自分の顔なのに、どこか見慣れない、薄気味悪い表情をしています。

そして、首筋にはいつの間にか赤い線が浮き出ていました。
指でなぞっても、どれだけ擦っても、消えない傷です。
ただの肌荒れでしょうか。
いえ、そうではない気がする。
何かが、おかしい。

部屋の壁に飾ってある能面が、視界の隅で微かに揺れたような気がしました。
気のせいでしょうか。
疲れているのかもしれません。
けれど、胸の奥に、ざわめくような不安が芽生えてきました。

X月Y日:違和感

あの能面が、また動きました。
今度ははっきりと、です。
昨日とは違う、もっと明確な意思を持って。
まるで、部屋のどこかに隠れている誰かが、私を操る人形使いのように、能面を動かしているかのようです。
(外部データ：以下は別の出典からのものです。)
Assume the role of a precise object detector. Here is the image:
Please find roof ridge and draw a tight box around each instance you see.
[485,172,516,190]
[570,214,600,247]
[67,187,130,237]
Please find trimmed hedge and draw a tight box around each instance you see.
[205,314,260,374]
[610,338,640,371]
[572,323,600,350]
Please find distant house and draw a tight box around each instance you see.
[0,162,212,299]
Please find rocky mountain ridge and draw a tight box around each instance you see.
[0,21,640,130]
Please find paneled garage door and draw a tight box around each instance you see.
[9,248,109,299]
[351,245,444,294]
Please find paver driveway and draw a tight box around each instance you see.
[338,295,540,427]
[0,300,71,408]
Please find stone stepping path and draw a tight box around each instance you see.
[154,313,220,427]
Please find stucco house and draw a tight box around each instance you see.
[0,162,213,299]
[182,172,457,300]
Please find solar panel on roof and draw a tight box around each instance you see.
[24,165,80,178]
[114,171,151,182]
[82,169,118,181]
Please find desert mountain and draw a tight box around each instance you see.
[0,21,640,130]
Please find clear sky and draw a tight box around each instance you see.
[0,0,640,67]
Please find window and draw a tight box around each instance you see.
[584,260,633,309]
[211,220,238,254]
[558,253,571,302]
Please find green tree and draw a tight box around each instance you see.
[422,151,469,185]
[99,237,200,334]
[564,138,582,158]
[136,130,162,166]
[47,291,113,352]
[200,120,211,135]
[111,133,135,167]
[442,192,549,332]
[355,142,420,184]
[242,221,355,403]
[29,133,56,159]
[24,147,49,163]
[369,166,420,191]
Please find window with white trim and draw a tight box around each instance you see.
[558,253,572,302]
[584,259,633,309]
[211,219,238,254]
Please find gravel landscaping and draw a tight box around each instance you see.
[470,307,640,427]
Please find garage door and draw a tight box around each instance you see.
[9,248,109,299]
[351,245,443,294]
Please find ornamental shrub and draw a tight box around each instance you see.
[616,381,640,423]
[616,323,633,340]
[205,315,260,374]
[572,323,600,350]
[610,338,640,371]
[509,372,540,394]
鏡を見るたび、あの狐の面のような顔が私を睨みつけます。
自分の顔なのに、まるで別人の、悪意に満ちた表情に見える。
全身が冷たくなり、夜中に何度も目が覚めてしまいます。

首の消えない傷も、日ごとに鮮明になっている気がして、指が触れるたびにぞっとする。
これは、ただの疲労ではない。
何かが、私に取り憑いているのでしょうか。
眠りにつくのが、怖くてたまらない。

X月Z日:限界

もう、限界だ。
能面が、私を嘲笑っている。
壁から滑り落ち、床を這うように、じりじりと距離を詰めてくる。
その空っぽの眼窩が、私をどこまでも追いかける。

鏡に映る私の顔は、完全に狐の面と化している。
血走った目で、口元は不気味に歪み、私を嘲笑う。
もう、どちらが私なのか、わからなくなってしまった。
この顔のせいだ。
この顔が、私を狂わせる。

首の消えない傷も、熱を持っている。
内側から、何かが私を蝕んでいるような感覚。
体が震え、呼吸が浅くなる。
誰か、助けて。
もう、この家から逃げ出したい。
逃げなければ。

追記:発見者のメモ

この日記は、アニメーション作家の伊藤久美子さん(27歳)のアトリエで発見されたものです。
彼女は、アトリエで制作した狐の面を使って自分撮りをしており、首に残ったマスキングテープの跡を「消えない傷」と勘違いしていたようです。
また、鏡に映る自分の表情が怖くなり、衝動的に能面を取ろうとした際に、偶然触れたテレビリモコンが、録画中の自分撮り映像を再生しただけだったことが判明しました。
久美子さんは、その映像を能面が動き、自分を追いかけているものだと誤認したようです。
幸い、彼女は無事保護されました。